# COLLECTORS SEA TURTLE PLUG IN



## wellington (Feb 10, 2013)

Thought I'd share this for all you that likes to collect tortoise and turtle items. This is from Bath and Body Works. Plug in fragrance dispenser of a copper colored sea turtle. You can see it on the sight here.
http://www.bathandbodyworks.com/product/index.jsp?productId=18128386&cm_vc=200

This is mine below.


----------



## CtTortoiseMom (Feb 10, 2013)

That is really cute, I am going to try and find it! Thanks for sharing!


----------



## luvpetz27 (Feb 10, 2013)

CtTortoiseMom said:


> That is really cute, I am going to try and find it! Thanks for sharing!



I love it!!!!!


----------



## sibi (Feb 10, 2013)

I've got to get one of those. Thanks for the info.


----------



## RedfootsRule (Feb 10, 2013)

http://www.officemax.com/technology...nd USB Drives&ci_src=17588969&ci_sku=22486043
This prompted me to post this . For those of you into turtle paraphernalia, how about storing all of your tort info on a turtle !?


----------



## wellington (Feb 10, 2013)

RedfootsRule said:


> http://www.officemax.com/technology...nd USB Drives&ci_src=17588969&ci_sku=22486043
> This prompted me to post this . For those of you into turtle paraphernalia, how about storing all of your tort info on a turtle !?
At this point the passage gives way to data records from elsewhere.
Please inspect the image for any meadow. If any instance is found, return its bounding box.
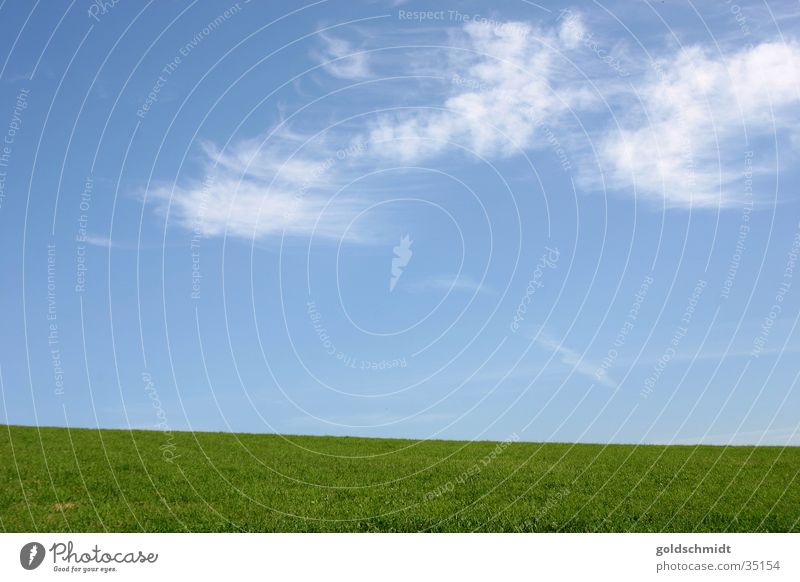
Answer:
[0,425,800,532]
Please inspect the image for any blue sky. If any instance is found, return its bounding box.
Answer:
[0,1,800,445]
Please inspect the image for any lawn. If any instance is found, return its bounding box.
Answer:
[0,425,800,532]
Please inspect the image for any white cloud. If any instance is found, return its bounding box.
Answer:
[158,13,800,244]
[318,33,371,80]
[150,132,369,241]
[360,21,800,207]
[534,330,618,389]
[599,43,800,206]
[406,275,488,293]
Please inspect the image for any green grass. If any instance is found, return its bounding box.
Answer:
[0,425,800,532]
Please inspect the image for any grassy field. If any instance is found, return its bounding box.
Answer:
[0,425,800,532]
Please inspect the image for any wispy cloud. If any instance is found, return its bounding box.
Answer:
[156,12,800,241]
[149,129,370,241]
[406,275,489,293]
[534,330,619,389]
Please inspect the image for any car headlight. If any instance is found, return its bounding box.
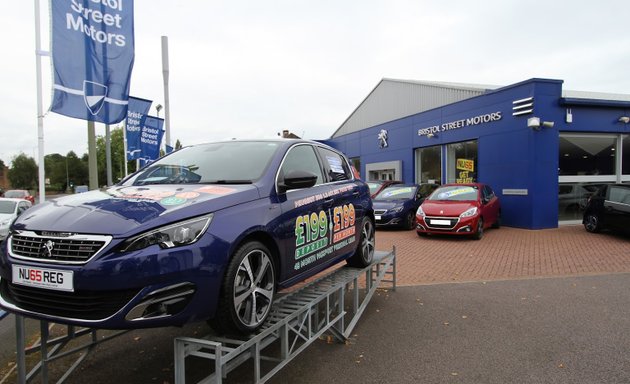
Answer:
[459,207,477,217]
[121,214,213,252]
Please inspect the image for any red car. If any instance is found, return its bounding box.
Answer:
[416,183,501,240]
[4,189,35,204]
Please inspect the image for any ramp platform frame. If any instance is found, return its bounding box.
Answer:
[174,248,396,384]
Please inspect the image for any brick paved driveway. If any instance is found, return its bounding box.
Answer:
[376,225,630,285]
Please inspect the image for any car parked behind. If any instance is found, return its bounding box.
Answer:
[372,184,438,229]
[4,189,35,204]
[416,183,501,240]
[582,184,630,232]
[0,197,33,240]
[367,180,402,198]
[0,139,374,334]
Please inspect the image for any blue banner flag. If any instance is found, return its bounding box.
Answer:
[125,96,152,160]
[50,0,134,124]
[138,116,164,165]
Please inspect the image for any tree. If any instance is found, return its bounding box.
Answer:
[44,153,67,191]
[66,151,89,188]
[8,153,38,189]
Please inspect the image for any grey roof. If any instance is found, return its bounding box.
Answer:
[331,78,500,138]
[562,90,630,101]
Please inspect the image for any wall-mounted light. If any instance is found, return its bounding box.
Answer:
[527,116,554,131]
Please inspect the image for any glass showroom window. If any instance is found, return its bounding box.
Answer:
[558,134,617,181]
[416,145,442,184]
[558,133,630,221]
[446,140,478,183]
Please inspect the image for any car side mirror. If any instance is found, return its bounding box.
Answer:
[278,170,317,193]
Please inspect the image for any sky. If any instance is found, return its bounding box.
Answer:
[0,0,630,165]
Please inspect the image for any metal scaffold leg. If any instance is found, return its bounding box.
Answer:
[9,315,128,384]
[175,248,396,384]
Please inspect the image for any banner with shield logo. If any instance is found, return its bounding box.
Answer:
[50,0,134,124]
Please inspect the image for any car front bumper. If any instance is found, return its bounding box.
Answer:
[0,235,229,329]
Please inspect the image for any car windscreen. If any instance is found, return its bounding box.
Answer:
[0,200,16,213]
[123,141,279,185]
[367,182,382,193]
[374,186,416,201]
[427,185,479,201]
[4,191,24,199]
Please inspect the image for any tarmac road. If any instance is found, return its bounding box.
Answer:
[3,273,630,384]
[0,226,630,384]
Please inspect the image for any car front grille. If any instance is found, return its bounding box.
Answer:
[0,279,139,320]
[9,231,112,264]
[424,216,459,230]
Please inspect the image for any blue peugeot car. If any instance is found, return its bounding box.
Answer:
[0,139,374,333]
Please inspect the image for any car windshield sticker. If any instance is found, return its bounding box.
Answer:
[326,156,345,173]
[294,203,356,271]
[383,187,413,197]
[437,187,477,200]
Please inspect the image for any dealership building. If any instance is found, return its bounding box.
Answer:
[326,79,630,229]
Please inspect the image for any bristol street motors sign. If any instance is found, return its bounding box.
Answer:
[418,111,501,136]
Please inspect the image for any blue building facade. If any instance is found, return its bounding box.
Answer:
[326,79,630,229]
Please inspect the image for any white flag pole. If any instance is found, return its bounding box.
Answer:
[162,36,171,152]
[35,0,50,203]
[123,118,129,177]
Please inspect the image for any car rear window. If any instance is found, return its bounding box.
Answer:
[374,186,416,201]
[123,141,279,185]
[0,200,15,213]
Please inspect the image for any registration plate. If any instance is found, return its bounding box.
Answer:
[13,265,74,292]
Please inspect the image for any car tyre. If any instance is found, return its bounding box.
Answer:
[473,217,483,240]
[492,212,501,228]
[584,212,601,233]
[209,241,276,334]
[405,211,416,229]
[347,217,375,268]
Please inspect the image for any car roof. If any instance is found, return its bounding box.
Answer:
[440,183,485,187]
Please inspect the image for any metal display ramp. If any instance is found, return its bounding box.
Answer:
[174,248,396,384]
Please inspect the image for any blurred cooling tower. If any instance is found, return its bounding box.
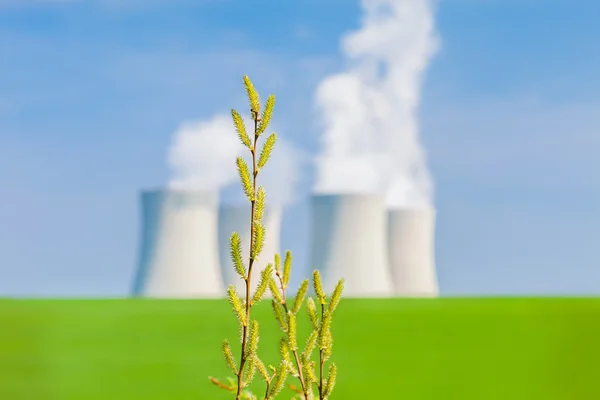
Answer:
[219,203,284,297]
[310,194,393,297]
[133,190,225,298]
[388,209,438,297]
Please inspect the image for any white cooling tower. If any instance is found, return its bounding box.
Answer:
[388,209,438,297]
[219,203,283,294]
[134,190,225,298]
[310,194,393,297]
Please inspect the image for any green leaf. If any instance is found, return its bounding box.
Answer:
[236,157,254,201]
[292,279,308,314]
[244,75,260,115]
[258,133,277,169]
[283,250,292,288]
[231,110,252,150]
[257,94,275,136]
[229,232,247,279]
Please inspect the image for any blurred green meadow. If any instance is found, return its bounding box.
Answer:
[0,298,600,400]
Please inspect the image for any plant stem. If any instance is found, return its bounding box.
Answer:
[235,111,258,400]
[319,304,325,400]
[277,273,308,399]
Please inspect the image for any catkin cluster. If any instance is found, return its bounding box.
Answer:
[209,76,343,400]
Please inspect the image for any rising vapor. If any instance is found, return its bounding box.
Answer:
[315,0,438,208]
[167,115,243,190]
[167,115,304,206]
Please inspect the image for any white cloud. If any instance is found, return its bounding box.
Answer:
[315,0,438,207]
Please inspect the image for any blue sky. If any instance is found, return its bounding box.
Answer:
[0,0,600,296]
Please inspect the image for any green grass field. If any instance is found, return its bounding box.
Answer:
[0,299,600,400]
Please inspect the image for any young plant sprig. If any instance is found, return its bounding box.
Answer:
[209,75,344,400]
[276,268,344,400]
[209,75,287,400]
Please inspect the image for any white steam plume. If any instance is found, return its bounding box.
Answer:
[167,115,242,190]
[315,0,438,208]
[168,115,304,206]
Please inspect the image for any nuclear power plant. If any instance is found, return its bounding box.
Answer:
[133,190,438,298]
[310,194,393,297]
[133,190,224,298]
[388,209,438,297]
[219,203,282,295]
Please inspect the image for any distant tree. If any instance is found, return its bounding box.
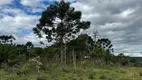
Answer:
[33,0,90,66]
[95,38,113,53]
[25,41,34,58]
[0,35,15,44]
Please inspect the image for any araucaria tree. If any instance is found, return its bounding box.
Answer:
[33,0,90,66]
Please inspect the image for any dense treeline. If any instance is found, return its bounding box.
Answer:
[0,34,139,66]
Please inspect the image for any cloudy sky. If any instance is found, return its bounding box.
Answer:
[0,0,142,56]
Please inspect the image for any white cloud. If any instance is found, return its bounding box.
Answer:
[0,0,13,6]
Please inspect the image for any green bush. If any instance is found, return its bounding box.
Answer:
[139,72,142,76]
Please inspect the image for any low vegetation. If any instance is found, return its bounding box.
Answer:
[0,0,142,80]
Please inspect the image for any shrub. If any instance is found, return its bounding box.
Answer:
[20,57,42,73]
[88,72,96,79]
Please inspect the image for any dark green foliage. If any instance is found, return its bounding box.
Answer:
[33,1,90,42]
[139,72,142,76]
[36,76,48,80]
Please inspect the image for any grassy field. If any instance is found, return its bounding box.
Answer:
[0,66,142,80]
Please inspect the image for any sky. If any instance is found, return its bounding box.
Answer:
[0,0,142,57]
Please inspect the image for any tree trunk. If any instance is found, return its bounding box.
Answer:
[72,49,76,69]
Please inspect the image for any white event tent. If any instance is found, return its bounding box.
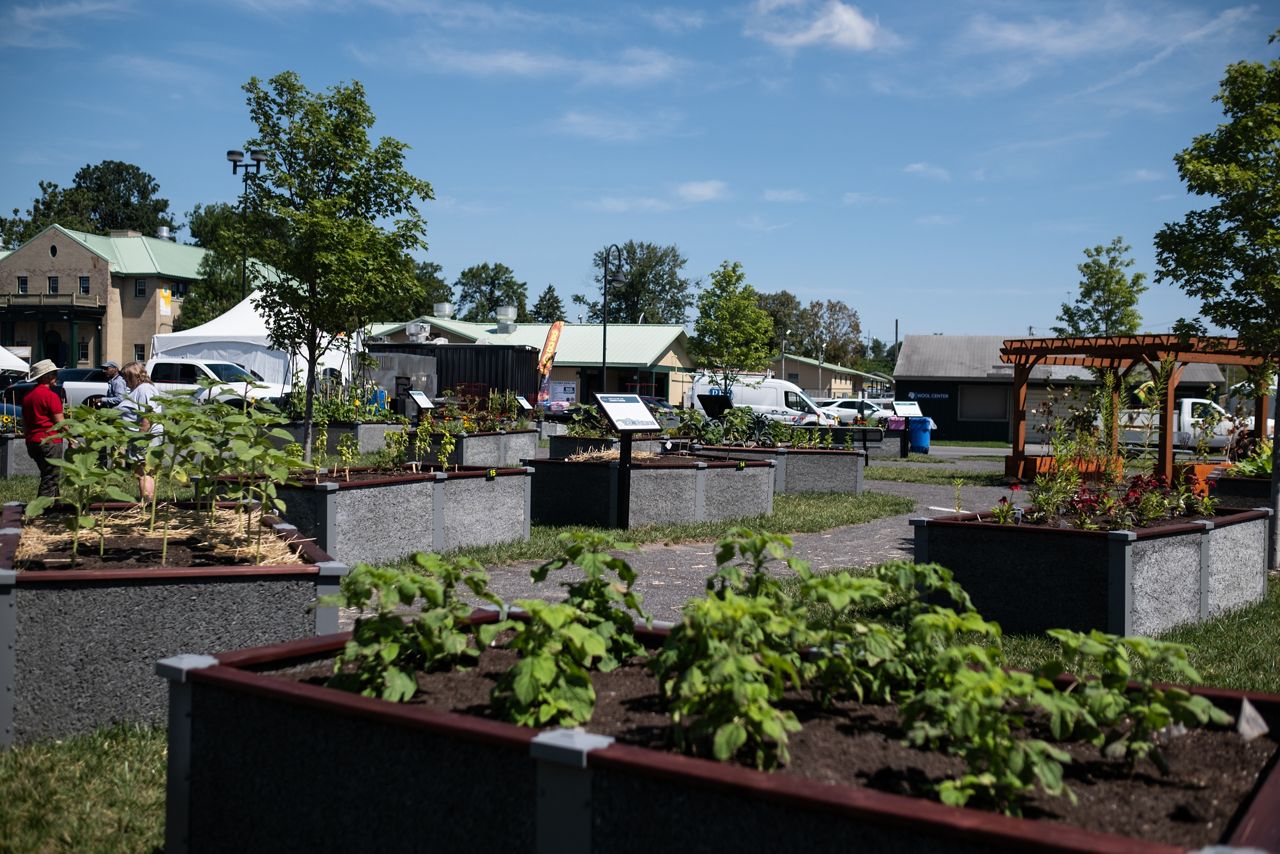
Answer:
[151,293,348,387]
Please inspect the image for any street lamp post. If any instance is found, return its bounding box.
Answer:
[227,149,266,300]
[600,243,625,394]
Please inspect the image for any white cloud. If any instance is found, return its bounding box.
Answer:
[0,0,133,50]
[763,189,809,202]
[371,44,685,86]
[902,163,951,181]
[585,196,672,214]
[553,110,682,142]
[745,0,900,51]
[676,181,728,204]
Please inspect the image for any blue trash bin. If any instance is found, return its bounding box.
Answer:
[906,416,929,453]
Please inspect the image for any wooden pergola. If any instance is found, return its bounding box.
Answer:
[1000,335,1267,480]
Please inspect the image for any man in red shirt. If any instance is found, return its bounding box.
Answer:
[22,359,63,497]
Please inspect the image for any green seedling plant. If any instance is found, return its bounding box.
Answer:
[480,599,609,726]
[338,433,360,483]
[530,531,652,672]
[26,406,133,566]
[317,554,502,703]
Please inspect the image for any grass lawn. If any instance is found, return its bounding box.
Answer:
[457,492,915,566]
[865,465,1005,487]
[0,726,165,851]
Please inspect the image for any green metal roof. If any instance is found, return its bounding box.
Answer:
[370,318,687,367]
[41,225,207,279]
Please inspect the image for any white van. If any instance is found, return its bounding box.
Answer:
[690,374,837,426]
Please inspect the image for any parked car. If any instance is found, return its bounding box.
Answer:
[814,397,893,424]
[147,356,284,403]
[0,367,106,407]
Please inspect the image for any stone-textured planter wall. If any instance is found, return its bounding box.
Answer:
[279,469,532,563]
[284,421,408,456]
[0,504,347,745]
[532,457,774,528]
[911,511,1270,635]
[695,446,867,495]
[0,435,40,478]
[411,430,538,467]
[156,622,1280,854]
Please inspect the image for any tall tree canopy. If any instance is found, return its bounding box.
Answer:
[530,284,564,323]
[690,261,773,389]
[1052,237,1147,337]
[0,160,179,248]
[1156,32,1280,568]
[244,72,434,456]
[573,241,698,323]
[453,262,529,323]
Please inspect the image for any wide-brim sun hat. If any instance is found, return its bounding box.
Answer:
[27,359,58,383]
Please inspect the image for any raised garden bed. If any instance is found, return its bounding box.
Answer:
[278,466,532,563]
[410,430,538,467]
[283,421,406,456]
[547,435,689,460]
[532,456,776,528]
[0,433,40,478]
[695,446,867,495]
[0,503,347,745]
[911,510,1271,636]
[157,615,1280,854]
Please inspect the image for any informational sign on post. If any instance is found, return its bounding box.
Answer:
[595,394,662,433]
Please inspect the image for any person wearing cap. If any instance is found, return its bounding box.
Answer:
[22,359,65,498]
[102,361,129,406]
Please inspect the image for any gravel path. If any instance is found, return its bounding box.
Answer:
[340,478,1010,630]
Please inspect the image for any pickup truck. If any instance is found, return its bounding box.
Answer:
[1098,397,1236,449]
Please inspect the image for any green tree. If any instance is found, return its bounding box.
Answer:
[0,160,179,248]
[173,202,247,330]
[690,261,773,391]
[244,72,434,457]
[453,262,529,323]
[1156,31,1280,568]
[573,241,698,323]
[530,284,564,323]
[1052,237,1147,337]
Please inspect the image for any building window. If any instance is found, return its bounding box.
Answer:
[956,385,1010,421]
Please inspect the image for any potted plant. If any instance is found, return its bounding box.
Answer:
[415,389,538,467]
[911,466,1270,635]
[0,397,346,744]
[159,530,1280,851]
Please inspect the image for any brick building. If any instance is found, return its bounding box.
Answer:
[0,225,205,367]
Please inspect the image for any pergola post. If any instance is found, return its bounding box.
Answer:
[1152,362,1185,484]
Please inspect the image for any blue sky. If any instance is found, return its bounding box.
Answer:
[0,0,1280,341]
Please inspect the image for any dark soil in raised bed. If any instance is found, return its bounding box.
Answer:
[280,649,1280,848]
[18,530,263,571]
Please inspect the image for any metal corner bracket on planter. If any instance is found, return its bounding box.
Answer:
[694,446,867,495]
[156,622,1280,854]
[0,503,347,746]
[911,508,1271,635]
[278,466,534,563]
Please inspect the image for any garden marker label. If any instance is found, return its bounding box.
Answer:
[595,394,662,433]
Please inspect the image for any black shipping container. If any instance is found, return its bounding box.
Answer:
[367,343,539,402]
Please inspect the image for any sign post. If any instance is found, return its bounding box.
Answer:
[595,394,662,529]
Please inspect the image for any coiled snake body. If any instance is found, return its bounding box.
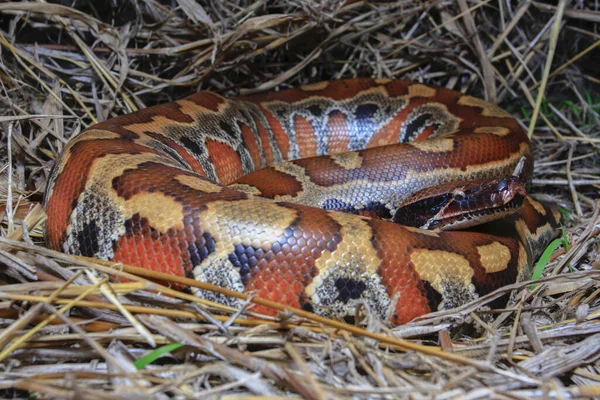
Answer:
[46,79,560,324]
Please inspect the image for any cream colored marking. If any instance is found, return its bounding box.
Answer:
[124,97,231,139]
[86,153,188,233]
[199,199,297,263]
[175,175,222,193]
[227,183,262,196]
[408,138,454,153]
[403,225,440,237]
[305,212,381,301]
[121,192,183,233]
[408,83,437,97]
[527,197,546,216]
[410,249,475,294]
[273,143,528,216]
[300,81,329,92]
[477,242,510,273]
[473,126,510,136]
[330,151,363,169]
[458,96,512,118]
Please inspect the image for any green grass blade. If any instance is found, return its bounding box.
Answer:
[133,343,183,370]
[529,238,563,290]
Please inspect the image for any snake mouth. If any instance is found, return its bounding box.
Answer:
[394,176,526,230]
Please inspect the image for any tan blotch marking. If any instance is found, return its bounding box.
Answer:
[175,175,221,193]
[199,199,296,263]
[86,153,183,233]
[305,212,381,297]
[474,126,510,136]
[408,83,437,97]
[300,81,329,92]
[477,242,510,273]
[410,249,474,294]
[402,225,440,237]
[409,138,454,153]
[121,192,183,233]
[527,197,546,216]
[124,97,231,138]
[458,96,512,118]
[330,151,363,169]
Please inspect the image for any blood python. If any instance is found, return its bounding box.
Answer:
[46,79,560,324]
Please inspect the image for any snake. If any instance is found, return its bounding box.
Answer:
[44,78,560,325]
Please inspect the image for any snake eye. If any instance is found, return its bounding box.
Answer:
[496,179,508,192]
[452,189,466,201]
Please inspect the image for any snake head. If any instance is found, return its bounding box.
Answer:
[394,176,526,230]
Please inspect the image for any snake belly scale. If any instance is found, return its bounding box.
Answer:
[45,79,560,325]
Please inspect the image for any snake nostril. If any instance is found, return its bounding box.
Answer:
[496,179,508,192]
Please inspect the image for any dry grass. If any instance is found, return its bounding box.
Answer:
[0,0,600,399]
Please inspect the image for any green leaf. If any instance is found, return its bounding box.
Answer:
[133,343,184,370]
[529,238,563,290]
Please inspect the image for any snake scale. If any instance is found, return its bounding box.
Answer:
[45,79,560,325]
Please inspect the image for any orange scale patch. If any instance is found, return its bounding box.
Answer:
[113,235,185,284]
[206,139,244,185]
[242,125,264,169]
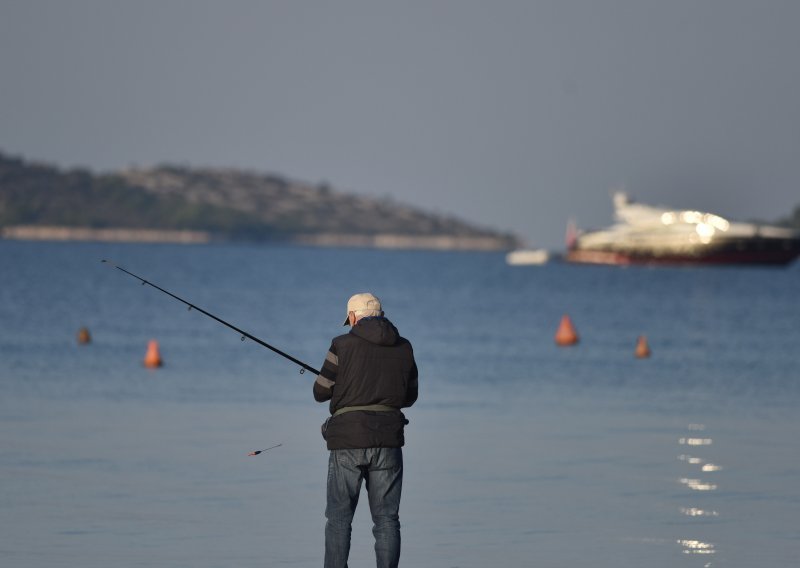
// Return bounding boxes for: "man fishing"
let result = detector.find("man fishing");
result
[314,293,418,568]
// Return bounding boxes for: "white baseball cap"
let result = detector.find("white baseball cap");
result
[344,292,383,325]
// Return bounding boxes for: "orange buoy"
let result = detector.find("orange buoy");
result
[144,339,164,369]
[556,314,578,346]
[636,335,650,359]
[78,327,92,345]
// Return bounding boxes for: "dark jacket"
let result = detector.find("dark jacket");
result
[314,317,418,450]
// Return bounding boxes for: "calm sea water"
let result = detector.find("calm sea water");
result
[0,241,800,568]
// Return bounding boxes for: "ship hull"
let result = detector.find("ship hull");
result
[565,239,800,266]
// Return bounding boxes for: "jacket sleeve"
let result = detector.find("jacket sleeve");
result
[314,343,339,402]
[403,362,419,408]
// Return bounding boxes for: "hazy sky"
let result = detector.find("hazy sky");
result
[0,0,800,248]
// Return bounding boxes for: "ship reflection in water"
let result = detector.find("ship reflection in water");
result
[565,192,800,265]
[677,424,722,568]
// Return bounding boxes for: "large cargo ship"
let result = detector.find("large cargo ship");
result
[565,192,800,265]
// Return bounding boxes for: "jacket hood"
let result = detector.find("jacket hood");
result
[350,317,400,345]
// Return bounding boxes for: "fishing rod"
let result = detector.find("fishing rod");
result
[100,260,319,375]
[247,444,283,456]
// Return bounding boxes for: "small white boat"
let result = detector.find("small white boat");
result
[506,249,550,266]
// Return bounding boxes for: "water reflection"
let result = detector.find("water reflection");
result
[677,424,722,568]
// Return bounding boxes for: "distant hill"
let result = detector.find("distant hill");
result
[0,153,517,249]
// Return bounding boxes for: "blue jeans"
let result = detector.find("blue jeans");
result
[325,448,403,568]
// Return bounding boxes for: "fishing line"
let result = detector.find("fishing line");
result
[101,260,319,374]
That's cute. I may have to get one of those. Then there would be no confusion about who's it is.


----------



## RedfootsRule (Feb 10, 2013)

wellington said:


> RedfootsRule said:
> 
> 
> > http://www.officemax.com/technology...nd USB Drives&ci_src=17588969&ci_sku=22486043
> ...



Haha, yup. Plus, no labeling, I know where my animal stuff is stored . Every time I come across one of those interesting-yet impossible-to-find-again articles, its on the turtle .


----------